Saint-cyrien (1894-1896) et officier d’infanterie (fiche matricule, Archives départementales des Hautes-Pyrénées), Grasset est affecté à la Section historique de l’état-major de l’armée le 24 décembre 1909. A l’époque, l’enseignement et l’étude de l’histoire militaire fondée sur des cas concrets occupent une place centrale dans la formation des cadres. L’armée cherche absolument à tirer des enseignements du passé et Grasset entreprend plusieurs études dans ce sens. En 1906, il publie chez Lavauzelle La doctrine allemande et les leçons de Moukden, ouvrage couronné par l’Académie française. Grasset s’oriente vers l’étude des campagnes napoléoniennes, dont le haut commandement est friand, et se spécialise dans l’étude de la guerre d’Espagne. En 1907, il a déjà publié Malaga, province française (1810-1812) chez Lavauzelle. A la section historique, il poursuit ses études sur la péninsule ibérique et se lance dans la rédaction d’une histoire de la Guerre d’Espagne de 1807 à 1813. Dans ce but, il effectue une mission à Madrid et à Baylen en octobre 1911 afin de reconnaître les champs de bataille. A l’époque, les officiers de la section historique sont d’excellents historiens militaires, à l’instar du capitaine Vidal de La Blache, fils du grand géographe, ou du capitaine Maurice Sautai, dont les études sur l’armée de Louis XIV et la guerre de Succession d’Espagne font toujours autorité (IdRef). Ces officiers ont pour mission :

  • d’exploiter les archives du ministère de la Guerre en publiant des études historiques au profit du commandement (en particulier dans la Revue d’histoire de la Section historique) ;
  • de classer les archives, en particulier celles de l’actuelle série L (guerre de 1870 et Commune de Paris).

La conservation et le classement des archives et des ouvrages reviennent aux archivistes et bibliothécaires, tous civils du ministère de la Guerre.

Un officier historien en guerre

Grasset est mobilisé au 103e régiment d’infanterie. Avant de partir en campagne, les officiers de la section doivent déposer leurs travaux personnels, manuscrits, fiches, notes dans des cartons déposés aux archives. Ces dispositions ont été prises pour faciliter la reprise du travail après la guerre. Aujourd’hui, une partie de ces archives est rassemblée dans la sous-série 2 M au Service historique de la Défense (fonds du Dépôt de la Guerre).

Grasset est blessé une première fois lors des combats d’Ethe du 22 août 1914. Il restera profondément marqué par cette épreuve. A nouveau blessé et commotionné à Perthes le 26 février 1915, il est classé inapte au front et sert en administration centrale, où il reprend ses travaux sur la guerre d’Espagne. Cependant il commence à s’intéresser à la guerre en cours, les historiens militaires y voyant un laboratoire pour les études tactiques et historiques. Avec d’autres officiers historiens, Grasset classe les archives courantes de la guerre au ministère, en particulier celles du camp retranché de Paris. Il s’agit déjà de faciliter l’exploitation ultérieure de ces documents après la guerre. Grasset est également chargé de répondre aux nombreuses questions posées par différentes autorités sur la direction de la guerre et les opérations.

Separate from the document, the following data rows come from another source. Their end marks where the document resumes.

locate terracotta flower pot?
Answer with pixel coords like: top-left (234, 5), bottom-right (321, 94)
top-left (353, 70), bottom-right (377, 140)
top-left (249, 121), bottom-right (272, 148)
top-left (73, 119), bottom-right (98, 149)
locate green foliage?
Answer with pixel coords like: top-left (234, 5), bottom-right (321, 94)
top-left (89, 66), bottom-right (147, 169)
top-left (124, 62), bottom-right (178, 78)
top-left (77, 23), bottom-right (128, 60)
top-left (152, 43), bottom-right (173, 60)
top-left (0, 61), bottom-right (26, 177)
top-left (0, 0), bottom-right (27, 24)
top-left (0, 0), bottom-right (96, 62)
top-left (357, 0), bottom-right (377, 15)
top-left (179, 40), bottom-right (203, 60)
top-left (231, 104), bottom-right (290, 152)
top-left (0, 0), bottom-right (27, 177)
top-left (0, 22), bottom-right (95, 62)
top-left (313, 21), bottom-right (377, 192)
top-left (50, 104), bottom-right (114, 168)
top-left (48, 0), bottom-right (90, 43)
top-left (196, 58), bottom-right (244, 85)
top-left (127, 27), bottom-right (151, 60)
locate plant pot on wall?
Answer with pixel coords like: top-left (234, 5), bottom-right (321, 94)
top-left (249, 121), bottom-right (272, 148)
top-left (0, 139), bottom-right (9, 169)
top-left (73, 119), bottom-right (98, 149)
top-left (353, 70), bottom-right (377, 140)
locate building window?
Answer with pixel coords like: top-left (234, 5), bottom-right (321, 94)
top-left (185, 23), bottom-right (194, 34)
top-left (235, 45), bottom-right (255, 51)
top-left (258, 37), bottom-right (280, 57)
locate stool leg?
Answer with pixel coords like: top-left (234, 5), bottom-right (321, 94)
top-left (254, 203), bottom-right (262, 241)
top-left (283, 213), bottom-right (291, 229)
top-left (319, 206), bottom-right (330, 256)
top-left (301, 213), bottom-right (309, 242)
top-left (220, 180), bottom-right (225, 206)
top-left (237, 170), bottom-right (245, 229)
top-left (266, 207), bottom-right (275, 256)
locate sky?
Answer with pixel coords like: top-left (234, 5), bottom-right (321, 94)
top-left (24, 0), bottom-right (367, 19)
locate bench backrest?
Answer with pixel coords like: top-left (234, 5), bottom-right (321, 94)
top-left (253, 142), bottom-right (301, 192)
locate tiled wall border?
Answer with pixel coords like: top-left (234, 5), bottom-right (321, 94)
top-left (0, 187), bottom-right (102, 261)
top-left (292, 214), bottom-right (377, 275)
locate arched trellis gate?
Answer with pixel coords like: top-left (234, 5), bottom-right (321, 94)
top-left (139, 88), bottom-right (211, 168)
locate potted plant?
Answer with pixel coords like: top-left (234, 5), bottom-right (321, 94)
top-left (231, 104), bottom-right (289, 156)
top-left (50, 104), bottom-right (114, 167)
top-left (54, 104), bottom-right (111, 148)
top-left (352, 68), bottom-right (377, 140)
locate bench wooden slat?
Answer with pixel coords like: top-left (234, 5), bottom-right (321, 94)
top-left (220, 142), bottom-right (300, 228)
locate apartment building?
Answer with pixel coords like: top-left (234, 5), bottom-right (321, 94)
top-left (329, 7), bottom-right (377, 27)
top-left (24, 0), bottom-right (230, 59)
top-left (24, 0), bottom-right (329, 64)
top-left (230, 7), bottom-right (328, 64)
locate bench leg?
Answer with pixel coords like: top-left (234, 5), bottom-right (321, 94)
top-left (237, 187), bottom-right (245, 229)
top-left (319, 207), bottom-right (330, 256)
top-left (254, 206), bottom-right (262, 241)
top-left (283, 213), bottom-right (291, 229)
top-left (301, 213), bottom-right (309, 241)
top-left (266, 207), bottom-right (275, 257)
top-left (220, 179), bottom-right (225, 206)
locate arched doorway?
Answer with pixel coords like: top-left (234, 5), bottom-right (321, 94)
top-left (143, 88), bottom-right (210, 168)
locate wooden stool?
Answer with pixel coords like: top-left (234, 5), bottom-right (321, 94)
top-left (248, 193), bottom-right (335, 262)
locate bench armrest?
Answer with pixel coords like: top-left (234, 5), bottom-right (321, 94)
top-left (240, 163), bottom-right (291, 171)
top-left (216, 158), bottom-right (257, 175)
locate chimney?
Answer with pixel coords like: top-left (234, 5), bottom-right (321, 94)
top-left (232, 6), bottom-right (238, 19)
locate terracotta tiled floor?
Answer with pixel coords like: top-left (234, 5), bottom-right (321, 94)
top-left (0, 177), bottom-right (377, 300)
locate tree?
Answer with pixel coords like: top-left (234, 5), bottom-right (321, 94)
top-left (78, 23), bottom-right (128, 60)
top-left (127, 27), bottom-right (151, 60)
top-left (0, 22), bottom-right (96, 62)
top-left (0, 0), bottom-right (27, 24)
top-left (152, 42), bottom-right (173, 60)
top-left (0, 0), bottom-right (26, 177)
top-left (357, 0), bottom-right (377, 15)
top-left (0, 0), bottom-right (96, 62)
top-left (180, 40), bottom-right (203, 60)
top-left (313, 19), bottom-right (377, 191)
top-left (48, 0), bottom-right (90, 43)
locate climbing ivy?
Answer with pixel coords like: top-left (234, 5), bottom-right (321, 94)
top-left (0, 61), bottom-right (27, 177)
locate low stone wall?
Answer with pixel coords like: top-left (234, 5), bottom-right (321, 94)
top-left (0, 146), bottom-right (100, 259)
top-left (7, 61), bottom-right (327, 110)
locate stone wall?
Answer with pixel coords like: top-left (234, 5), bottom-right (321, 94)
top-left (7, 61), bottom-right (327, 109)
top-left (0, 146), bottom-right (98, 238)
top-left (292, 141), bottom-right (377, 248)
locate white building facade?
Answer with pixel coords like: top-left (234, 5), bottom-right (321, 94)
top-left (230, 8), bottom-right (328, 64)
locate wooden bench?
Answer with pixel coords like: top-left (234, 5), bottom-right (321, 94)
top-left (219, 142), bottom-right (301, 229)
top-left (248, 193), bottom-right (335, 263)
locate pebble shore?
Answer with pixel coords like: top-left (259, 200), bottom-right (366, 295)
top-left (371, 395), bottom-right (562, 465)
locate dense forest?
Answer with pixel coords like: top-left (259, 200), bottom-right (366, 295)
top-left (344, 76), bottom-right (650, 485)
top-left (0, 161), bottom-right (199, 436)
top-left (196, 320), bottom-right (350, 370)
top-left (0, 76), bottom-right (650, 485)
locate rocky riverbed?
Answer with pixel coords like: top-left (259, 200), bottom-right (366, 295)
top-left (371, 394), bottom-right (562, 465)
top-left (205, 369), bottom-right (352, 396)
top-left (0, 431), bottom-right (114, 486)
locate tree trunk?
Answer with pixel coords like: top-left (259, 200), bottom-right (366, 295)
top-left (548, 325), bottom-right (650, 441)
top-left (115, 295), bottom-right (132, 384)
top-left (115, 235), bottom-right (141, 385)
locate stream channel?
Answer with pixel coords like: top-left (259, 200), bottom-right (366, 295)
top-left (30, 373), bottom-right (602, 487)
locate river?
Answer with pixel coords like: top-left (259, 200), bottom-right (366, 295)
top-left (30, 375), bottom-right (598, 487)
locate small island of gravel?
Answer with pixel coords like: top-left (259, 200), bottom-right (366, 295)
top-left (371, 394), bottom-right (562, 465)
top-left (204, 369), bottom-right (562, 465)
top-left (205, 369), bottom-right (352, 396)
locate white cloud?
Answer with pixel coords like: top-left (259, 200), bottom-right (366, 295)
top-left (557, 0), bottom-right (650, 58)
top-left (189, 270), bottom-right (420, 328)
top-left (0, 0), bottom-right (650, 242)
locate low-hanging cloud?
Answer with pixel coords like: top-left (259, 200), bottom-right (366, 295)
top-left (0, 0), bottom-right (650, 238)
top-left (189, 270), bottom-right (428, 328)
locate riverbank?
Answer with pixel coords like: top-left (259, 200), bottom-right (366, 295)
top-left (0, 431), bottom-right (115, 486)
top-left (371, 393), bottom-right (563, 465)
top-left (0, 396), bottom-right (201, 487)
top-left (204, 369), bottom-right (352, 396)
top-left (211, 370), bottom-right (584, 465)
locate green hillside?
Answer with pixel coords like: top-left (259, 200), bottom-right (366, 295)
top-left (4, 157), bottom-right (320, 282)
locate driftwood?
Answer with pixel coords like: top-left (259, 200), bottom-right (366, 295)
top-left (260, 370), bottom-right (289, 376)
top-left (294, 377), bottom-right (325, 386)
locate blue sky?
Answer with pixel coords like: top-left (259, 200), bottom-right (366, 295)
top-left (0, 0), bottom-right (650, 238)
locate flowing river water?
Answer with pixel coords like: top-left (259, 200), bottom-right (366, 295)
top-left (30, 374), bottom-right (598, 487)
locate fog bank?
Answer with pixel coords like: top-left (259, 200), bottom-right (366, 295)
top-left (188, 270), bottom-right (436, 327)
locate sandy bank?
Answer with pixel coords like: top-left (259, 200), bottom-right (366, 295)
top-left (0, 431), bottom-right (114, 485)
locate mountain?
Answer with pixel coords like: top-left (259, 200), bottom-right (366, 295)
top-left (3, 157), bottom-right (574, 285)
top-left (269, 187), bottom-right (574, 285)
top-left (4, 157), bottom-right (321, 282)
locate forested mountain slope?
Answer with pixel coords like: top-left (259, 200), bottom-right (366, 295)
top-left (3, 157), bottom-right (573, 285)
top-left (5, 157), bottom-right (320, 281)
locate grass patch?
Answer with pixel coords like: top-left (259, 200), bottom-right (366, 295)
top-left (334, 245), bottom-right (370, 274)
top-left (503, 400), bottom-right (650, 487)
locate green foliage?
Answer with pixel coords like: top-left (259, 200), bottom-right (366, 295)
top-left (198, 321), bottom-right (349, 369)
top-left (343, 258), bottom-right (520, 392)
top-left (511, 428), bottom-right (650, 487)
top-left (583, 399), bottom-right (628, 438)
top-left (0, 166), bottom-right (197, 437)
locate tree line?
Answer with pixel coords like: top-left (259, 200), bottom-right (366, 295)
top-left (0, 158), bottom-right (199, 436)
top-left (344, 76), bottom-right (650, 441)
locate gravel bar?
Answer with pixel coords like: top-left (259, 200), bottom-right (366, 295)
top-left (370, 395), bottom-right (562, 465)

L’écrivain militaire : des relations de batailles aux Armées françaises dans la Grande Guerre.

En 1919, Grasset est affecté au nouveau Service historique de l’armée. Chef de la section ancienne, il contribue à l’achèvement de l’histoire de la guerre de 1870-1871. De plus, il termine sa volumineuse Histoire de la guerre d’Espagne (1807-1813), publiée aux éditions Berger-Levrault de 1925 à 1932. Très vite, il s’oriente vers les études sur la Grande Guerre, en mettant à profit son expérience de la guerre, sa connaissance des sources et des méthodes historiques. En 1919, il publie ses souvenirs de guerre 20 jours de guerre aux temps héroïques. Carnet de route d’un commandant de compagnie chez Berger-Levrault. Si Norton Cru voit en Grasset un témoin, il regrette son récit trop documenté et reconstruit a posteriori : l’historien militaire a pris le pas sur le témoin.

Et pour cause, Grasset est l’auteur de plusieurs relations de batailles qui sont encore aujourd’hui de remarquables synthèses tactiques et historiques sur les combats de Neufchâteau ou d’Ethe. Elles sont accompagnées d’excellentes cartes qui permettent de suivre les évolutions de la bataille. Grasset s’est appuyé sur une vaste documentation comprenant son expérience combattante, des archives des unités, des correspondances, des souvenirs et des témoignages écrits et oraux d’anciens combattants.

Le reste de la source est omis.